Recession and conflict always bring a reevaluation of energy management and calls for new ways to ensure organizations and nations use energy more efficiently. The same is true in the latest downturn and it is driving significant interest and activity in the market for building automation systems (BAS).
Energy use within commercial buildings has been growing year-on-year for decades and by now accounts for up to 20 percent of national energy consumption in some developed countries. This makes it a prime target for energy efficiency and environmental measures.
Despite being a traditionally slow growth area and one that was impacted by the latest economic downturn, the market for building automation systems will grow by three percent globally from 2009 to 2015, when the total market will reach a value of more than US$36 billion.
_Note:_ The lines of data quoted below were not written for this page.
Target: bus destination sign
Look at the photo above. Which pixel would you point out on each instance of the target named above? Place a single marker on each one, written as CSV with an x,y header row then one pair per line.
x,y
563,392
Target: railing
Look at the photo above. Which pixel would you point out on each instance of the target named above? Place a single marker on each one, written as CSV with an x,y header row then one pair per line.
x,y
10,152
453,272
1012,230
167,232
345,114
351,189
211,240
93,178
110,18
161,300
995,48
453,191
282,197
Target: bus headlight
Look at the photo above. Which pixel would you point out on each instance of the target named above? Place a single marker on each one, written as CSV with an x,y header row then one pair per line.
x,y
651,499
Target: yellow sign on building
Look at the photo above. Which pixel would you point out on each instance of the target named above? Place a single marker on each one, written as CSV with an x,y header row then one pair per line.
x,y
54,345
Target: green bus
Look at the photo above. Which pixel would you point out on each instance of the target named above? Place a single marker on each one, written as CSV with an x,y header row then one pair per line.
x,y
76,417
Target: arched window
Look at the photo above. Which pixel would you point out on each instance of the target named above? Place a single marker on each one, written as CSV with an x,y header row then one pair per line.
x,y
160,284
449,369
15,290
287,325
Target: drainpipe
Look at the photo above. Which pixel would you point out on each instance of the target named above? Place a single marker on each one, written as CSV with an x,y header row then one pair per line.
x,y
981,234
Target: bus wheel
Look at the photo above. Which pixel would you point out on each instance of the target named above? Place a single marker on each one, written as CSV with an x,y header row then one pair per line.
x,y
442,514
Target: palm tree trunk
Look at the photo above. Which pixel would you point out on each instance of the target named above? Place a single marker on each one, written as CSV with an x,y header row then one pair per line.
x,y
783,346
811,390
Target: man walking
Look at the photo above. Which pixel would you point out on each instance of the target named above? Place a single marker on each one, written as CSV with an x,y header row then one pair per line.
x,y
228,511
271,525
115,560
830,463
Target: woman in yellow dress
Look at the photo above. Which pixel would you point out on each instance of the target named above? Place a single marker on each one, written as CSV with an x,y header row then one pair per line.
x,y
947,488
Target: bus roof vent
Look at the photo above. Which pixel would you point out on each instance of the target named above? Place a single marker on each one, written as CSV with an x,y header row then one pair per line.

This forecast is contained in a new study from ABI Research.
"Government financial incentives and regulations as well as organizations' own financial and environmental goals are coinciding with a drive to open up building automation systems to wider network management and integration, drawing companies such as IBM and Cisco into a market traditionally dominated by more specialist global companies such as Johnson Controls, Honeywell and others," said Principal Analyst Jonathan Collins.
Although low single-digit BAS market growth may not look significant, it actually is, given the current economic climate and the performance of the building industry in general. It also masks the shifts that will take place between revenue streams within the BAS market, as contract values will increasingly skew toward software and services and away from hardware – another result of the emerging trend for improved communication and connectivity with BASs.